Xwing is an autonomous aviation technology company that develops modular software systems, including its proprietary Superpilot technology, to enable safe, uncrewed flight operations on existing aircraft.[1][2][3][4] Initially focused on regional air cargo to address logistics demand, it now targets aviation operators, defense, and aircraft manufacturers by integrating autonomy for cost reduction, safety improvements, and mission flexibility, such as cargo delivery, ISR, and medevac.[2][4] The company serves cargo feeders, defense partners, and OEMs, solving pilot shortages, high-risk exposures, and operational inefficiencies through ground-supervised autonomous flights; it raised $50M total funding and achieved milestones like 250 fully autonomous flights before its Autonomy Division was acquired by Joby Aviation in June 2024.[1][2][3]

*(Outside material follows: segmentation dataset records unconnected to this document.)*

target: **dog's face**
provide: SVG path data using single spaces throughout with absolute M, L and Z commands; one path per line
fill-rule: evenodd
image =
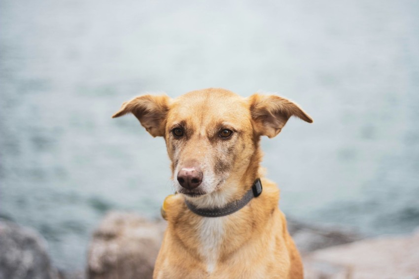
M 175 100 L 165 138 L 179 193 L 217 190 L 231 170 L 243 168 L 254 149 L 246 100 L 228 91 L 193 92 Z
M 243 98 L 216 89 L 175 100 L 140 96 L 124 103 L 113 117 L 128 112 L 152 136 L 164 137 L 175 188 L 189 197 L 218 191 L 246 172 L 256 172 L 249 166 L 252 161 L 258 165 L 260 137 L 274 137 L 291 116 L 313 122 L 286 99 L 258 94 Z

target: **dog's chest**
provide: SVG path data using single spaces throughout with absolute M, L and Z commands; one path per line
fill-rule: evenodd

Post-acquisition, Xwing continues operations from San Francisco with ~80 employees and $16.8M revenue, emphasizing defense and aviation partnerships while Joby integrates its autonomy tech for electric air taxis.[2][3][4]
Xwing was founded in 2016 by Marc Piette (former CEO) and Maxime Gariel (CTO and current President), both with expertise in aviation autonomy, alongside early team members like Earl Lawrence (ex-FAA).[1][3] The idea emerged to tackle growing unmet demand in regional air cargo by retrofitting existing aircraft with autonomous software, starting with human-operated stacks that evolved into full gate-to-gate autonomy.[1][2]

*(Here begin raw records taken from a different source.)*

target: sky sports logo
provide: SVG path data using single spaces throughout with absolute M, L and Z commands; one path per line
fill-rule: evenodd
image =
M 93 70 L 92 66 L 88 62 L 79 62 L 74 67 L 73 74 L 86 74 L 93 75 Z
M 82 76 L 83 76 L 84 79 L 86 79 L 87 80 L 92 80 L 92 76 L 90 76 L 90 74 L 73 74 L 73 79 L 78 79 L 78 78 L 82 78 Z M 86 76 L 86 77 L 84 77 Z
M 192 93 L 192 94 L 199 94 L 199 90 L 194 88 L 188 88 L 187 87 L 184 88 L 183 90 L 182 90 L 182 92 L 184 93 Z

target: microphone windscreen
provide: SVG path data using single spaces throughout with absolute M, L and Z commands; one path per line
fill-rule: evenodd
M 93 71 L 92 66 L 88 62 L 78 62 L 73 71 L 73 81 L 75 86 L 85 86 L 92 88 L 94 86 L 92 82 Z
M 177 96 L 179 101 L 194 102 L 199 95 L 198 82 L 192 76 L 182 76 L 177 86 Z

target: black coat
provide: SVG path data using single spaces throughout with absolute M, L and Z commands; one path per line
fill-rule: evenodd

Early traction included a $4M seed round in 2018 from Eniac Ventures, a $10M Series A in 2020 led by R7 Partners (with Thales), a 4-hour autonomous flight in 2020, and gate-to-gate ops by 2021.[1][2] Pivotal moments: FAA UAS certification designation in 2023, Air Force Military Flight Release in 2024, acquisitions of cargo feeders Airpac (undated) and Martinaire (2022), and NASA's 2022 contract for airspace data.[1][3] The Autonomy Division's 2024 sale to Joby marked a shift, aligning Xwing's tech with eVTOL scaling.[3]
Xwing rides the autonomous aviation trend, addressing global pilot shortages (projected 80K+ deficit by 2030 in cargo alone) amid rising e-commerce logistics and defense needs for risk-free missions.[2][4] Timing aligns with FAA's UAS integration push and military autonomy mandates, amplified by post-2020 cargo boom and eVTOL hype; market forces like labor costs (30-50% of ops) and safety regulations favor retrofittable tech over new builds.[1][3]
It influences the ecosystem by validating autonomy in national airspace (e.g., NASA data sharing), accelerating certification paths for peers like Joby, and bridging cargo feeders to defense/aerial mobility, fostering a hybrid piloted-uncrewed future.[1][3][4]
Xwing's post-acquisition pivot sharpens its edge in defense autonomy, leveraging Joby synergies for dual-use tech while scaling modular systems for OEM integrations.[3][4] Trends like AI-driven sensor fusion, DoD unmanned budgets ($10B+ annually), and global logistics growth will propel it; expect expanded military contracts and commercial cargo deals by 2026-2027.[1][4]
As the pioneer in regional autonomous cargo, Xwing exemplifies how software unlocks aviation's efficiency, now fueling the next era of uncrewed skies from San Francisco's hub.[2][4]
Xwing has raised $54.0M in total across 3 funding rounds.
Xwing's investors include 20VC, 9Yards Capital, Kevin Hartz, Accomplice VC, Addition, Adverb Ventures, Airtree Ventures, Alumni Ventures, Alven, Arrive, Ascend Vietnam Ventures, Avenir.
Xwing has raised $54.0M across 3 funding rounds. Most recently, it raised $40.0M Series B in April 2021.